For how many weeks, I was having a hard time writing a little, at least, as continuation to those posts, but I really could not think of any. No! I can think of many things but for some reasons, I could not write it. At first I thought I was just distracted with Tristan or maybe I was just tired and so I presumed the best time to write is at night…the only time when I could not hear the irritating voice of my father and I wouldn’t be disturb by Tristan. But it wasn’t a good idea actually. Still I wasn’t able to write anything. Weird. The pain, heartache, anger … they’re all in my head but I can not feel them. Not anymore.

 

As time flies, I figured out the reason why I had difficulty in writing about his shortcomings, why I don’t feel bitter when his name is being mentioned, and why I don’t have to fake a smile anymore. One thing is for sure. I’m over him. I already forgave him. I don’t know how and when exactly. I can’t even believe this would happen. I thought it would be very impossible and that I should see him suffer first before I can forgive him but I just did!

 

Ironic.

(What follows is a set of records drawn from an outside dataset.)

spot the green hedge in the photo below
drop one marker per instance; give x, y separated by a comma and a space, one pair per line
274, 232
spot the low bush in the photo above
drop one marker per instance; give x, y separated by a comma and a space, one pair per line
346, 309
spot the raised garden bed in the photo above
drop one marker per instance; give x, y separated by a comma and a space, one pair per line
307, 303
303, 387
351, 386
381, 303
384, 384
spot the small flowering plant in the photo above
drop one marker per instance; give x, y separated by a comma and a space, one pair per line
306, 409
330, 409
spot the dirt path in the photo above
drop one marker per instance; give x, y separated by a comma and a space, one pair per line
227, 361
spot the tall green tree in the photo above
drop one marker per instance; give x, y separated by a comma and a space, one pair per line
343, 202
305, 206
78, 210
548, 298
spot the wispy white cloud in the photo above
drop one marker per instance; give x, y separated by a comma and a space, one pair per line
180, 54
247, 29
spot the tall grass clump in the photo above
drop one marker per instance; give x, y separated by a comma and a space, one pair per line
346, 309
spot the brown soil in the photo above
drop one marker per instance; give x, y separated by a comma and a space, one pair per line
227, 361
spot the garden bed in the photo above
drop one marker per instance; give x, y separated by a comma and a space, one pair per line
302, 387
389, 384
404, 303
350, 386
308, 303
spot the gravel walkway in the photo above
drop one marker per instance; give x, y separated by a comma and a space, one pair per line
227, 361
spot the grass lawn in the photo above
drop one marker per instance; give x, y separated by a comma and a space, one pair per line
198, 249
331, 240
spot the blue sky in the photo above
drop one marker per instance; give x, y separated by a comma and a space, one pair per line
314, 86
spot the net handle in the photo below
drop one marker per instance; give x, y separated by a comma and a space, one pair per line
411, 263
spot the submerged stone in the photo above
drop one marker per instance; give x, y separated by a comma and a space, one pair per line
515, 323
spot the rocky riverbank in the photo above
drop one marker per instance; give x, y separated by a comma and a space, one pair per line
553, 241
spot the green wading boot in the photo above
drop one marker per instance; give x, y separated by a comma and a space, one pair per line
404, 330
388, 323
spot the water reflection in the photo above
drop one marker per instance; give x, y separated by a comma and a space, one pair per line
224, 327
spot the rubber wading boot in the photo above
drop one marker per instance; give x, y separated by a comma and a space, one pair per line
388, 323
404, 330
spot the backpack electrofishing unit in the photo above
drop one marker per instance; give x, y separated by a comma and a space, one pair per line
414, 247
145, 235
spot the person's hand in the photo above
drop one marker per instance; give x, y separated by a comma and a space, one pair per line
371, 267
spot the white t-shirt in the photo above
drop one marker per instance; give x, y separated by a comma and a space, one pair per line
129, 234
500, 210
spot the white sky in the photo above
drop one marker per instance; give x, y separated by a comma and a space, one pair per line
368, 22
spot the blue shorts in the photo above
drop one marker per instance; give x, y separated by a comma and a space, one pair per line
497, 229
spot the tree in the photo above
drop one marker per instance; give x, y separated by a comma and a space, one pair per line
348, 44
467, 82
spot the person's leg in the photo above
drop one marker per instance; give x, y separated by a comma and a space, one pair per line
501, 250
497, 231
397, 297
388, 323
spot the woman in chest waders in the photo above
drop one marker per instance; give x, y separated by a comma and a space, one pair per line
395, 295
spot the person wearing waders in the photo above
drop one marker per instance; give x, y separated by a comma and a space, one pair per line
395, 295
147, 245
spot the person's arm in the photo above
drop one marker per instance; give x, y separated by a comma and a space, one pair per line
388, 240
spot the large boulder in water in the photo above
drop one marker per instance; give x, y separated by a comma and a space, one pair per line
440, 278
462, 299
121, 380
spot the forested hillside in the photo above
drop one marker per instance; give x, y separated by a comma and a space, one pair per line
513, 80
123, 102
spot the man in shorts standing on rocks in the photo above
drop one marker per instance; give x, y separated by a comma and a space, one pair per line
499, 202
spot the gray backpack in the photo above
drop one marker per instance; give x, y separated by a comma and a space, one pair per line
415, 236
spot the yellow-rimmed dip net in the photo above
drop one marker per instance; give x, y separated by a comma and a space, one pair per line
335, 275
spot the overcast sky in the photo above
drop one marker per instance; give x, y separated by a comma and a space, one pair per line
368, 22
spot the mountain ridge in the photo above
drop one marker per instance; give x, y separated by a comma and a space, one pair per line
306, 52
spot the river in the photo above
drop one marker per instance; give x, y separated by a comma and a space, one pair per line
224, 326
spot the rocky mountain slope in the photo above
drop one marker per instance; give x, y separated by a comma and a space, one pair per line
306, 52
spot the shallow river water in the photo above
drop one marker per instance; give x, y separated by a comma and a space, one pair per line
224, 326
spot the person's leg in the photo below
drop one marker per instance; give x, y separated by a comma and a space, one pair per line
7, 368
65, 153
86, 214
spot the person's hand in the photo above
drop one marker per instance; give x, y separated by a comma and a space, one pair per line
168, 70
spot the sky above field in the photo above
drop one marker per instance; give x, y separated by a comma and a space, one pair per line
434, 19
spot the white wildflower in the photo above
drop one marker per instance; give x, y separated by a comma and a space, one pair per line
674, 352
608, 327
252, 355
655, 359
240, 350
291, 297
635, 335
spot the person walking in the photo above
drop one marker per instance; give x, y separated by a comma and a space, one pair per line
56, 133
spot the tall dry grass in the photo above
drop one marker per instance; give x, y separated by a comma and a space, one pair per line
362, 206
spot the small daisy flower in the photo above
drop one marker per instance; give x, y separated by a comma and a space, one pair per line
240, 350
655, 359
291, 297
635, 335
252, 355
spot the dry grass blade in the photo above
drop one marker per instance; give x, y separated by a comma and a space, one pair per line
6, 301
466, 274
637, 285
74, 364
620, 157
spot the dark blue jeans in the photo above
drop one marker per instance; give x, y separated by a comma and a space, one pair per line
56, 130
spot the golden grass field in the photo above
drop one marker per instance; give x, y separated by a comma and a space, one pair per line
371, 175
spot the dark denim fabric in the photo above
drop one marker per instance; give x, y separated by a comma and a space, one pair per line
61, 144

I’ve been trying to convince myself that I had too much and that I should really forget him. God knows how much I tried, but I always end up longing for him. And just when I started not to care at all and let things as it is, I also started to let go of those things… unconsciously!

 

I realized Gods made it easy for me. We can really count on him in times like this. We should not lose faith because he reserves something wonderful for us. There is more to life than we ever thought. We cannot expect the world to be good to us all the time but as long as we have Him, we sure can make it. He even puts us in a test. Sometimes he lets us experience so much pain for us to become tough, wise and be able to handle things the next time.

 

Now, life goes on for me. His (Renz) absence does not mean it’s the end of the world but rather a new beginning and a chance for me to explore what has really been in store for me. I learned to look at the bright side of things. There’s really no sense in keeping grudges. It would only stop me to enjoy other things. Besides, there’s one important thing I have to thank him for. Because of him, I have Tristan, whose smile and skills never failed to surprise and pull out my burden. And that covers his father’s shortcomings.